Auen sind alle flussbegleitenden Flächen, die von Hochwässern des Flusses erreicht werden und durch diese Überflutungen geprägt werden. Als morphologische Aue werden die Bereiche bezeichnet, die von einem Hochwasser sowohl aktuell erreicht werden als auch theoretisch erreichbar wären, wenn keine Hochwasserschutzmaßnahmen wie Deiche vorhanden wären (Abbildung 1). Diese heute abgetrennten Bereiche werden als Altaue bezeichnet, während sich die im Vorland der Deiche befindenden Flächen, die noch regelmäßigen Überschwemmungen ausgesetzt sind, als rezente Aue bezeichnet werde. Innerhalb der rezenten Aue liegt auch das Hauptfließgewässer.
Fließgewässer können je nach der Landschaft, durch die sie fließen, sehr unterschiedlich ausgebildet sein. Dies wird zum Beispiel durch das Gefälle und das anstehende Gestein bestimmt, welches auch das im Fluss mitgeführte Material bildet. Dieses kann von sehr groben Blöcken bis sehr feinen Schwebstoffen reichen (Abbildung 2). Die Erosion und Sedimentation dieses Materials ist in natürlichen Fluss-Aue-Ökosystemen in einem natürlichen Gleichgewicht und formt die umgebende Landschaft, was als Morphodynamik bezeichnet wird.
Abbildung 2: Die Größe und Beschaffenheit des vom Fluss mitgeführten und abgelagerten Materials hängt von der Gesteinsart und der bereits zurückgelegten Fließstrecke ab.
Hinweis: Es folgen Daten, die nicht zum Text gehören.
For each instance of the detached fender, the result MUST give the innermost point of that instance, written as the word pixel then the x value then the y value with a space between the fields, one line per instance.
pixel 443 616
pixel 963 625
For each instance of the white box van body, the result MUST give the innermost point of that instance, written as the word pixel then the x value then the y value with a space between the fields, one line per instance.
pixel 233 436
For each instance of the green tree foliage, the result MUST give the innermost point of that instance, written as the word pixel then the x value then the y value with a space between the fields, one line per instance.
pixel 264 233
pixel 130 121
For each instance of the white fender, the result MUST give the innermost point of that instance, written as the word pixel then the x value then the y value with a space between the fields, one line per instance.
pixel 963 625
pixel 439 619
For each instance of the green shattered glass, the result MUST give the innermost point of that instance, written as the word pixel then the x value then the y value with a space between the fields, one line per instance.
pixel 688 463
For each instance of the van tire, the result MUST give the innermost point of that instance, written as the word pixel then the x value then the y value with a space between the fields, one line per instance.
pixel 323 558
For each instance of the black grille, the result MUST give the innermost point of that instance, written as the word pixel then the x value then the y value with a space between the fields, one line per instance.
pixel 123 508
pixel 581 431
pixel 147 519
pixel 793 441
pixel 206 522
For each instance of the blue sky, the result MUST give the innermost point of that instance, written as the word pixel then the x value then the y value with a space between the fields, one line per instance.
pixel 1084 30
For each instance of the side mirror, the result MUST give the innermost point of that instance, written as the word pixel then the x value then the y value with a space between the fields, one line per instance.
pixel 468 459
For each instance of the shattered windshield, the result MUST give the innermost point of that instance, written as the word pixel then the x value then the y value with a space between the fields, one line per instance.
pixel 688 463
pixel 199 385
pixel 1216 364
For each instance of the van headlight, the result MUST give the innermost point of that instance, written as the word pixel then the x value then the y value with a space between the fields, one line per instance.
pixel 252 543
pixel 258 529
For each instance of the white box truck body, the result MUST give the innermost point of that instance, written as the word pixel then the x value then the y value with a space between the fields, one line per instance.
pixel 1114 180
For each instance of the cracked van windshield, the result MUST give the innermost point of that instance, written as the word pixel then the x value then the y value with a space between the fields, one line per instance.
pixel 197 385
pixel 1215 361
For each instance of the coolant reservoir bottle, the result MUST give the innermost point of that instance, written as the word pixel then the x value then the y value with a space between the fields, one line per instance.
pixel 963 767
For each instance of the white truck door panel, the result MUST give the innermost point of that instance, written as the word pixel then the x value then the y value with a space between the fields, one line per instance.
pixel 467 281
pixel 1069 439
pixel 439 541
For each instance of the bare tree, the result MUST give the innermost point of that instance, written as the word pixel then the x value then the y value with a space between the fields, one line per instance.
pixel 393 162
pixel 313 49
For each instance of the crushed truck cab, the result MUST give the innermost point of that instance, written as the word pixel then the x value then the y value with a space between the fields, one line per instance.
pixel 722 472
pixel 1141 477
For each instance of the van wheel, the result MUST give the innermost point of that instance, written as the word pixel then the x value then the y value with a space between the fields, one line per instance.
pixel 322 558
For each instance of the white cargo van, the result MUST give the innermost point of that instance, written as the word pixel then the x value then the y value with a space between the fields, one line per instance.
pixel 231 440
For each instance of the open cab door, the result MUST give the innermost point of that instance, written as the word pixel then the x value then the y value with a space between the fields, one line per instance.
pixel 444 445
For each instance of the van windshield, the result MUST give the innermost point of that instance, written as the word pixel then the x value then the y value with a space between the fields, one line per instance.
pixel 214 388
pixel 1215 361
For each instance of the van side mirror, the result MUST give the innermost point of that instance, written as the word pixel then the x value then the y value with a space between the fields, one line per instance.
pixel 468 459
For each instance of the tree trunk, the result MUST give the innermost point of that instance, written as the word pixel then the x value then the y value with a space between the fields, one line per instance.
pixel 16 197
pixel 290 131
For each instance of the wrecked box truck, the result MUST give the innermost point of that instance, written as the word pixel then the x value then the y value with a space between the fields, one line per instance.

Am Oberlauf der Isar (links) sind dies zum Beispiel vorwiegend Blöcke und Steine, an der Mittleren Mulde in Sachsen (rechts) Kiese bis Sande (Fotos: I. Becker).
Wertvolle Lebensadern unserer Landschaft
Naturnahe Flüsse und Auen sind wertvolle Bestandteile in unserer Landschaft und erfüllen zahlreiche Funktionen für die Umwelt, aber auch für uns Menschen – die sogenannten Ökosystemleistungen
(Brunotte et al. 2009, BMUB & BfN 2015, Abbildung 3).
Da sie große Wassermassen aufnehmen können, bilden naturnahe Auen wichtige Rückhalteräume für Hochwasser, deren Flächen ohne Gefahr für menschliche Nutzungsräume überflutet werden können. Das Wasser wird zudem in den Aueböden gefiltert und dadurch gereinigt, wodurch Auen die Trinkwasserversorgung verbessern. Vor allem vernässte Standorte und Moore in Auen aber auch die Auwälder binden Treibhausgase und tragen dadurch zum Klimaschutz bei. Zudem bilden sie Erholungsräume und bieten ein Erleben der Natur für Anwohner und Touristen – und vieles mehr (Scholz et al. 2012).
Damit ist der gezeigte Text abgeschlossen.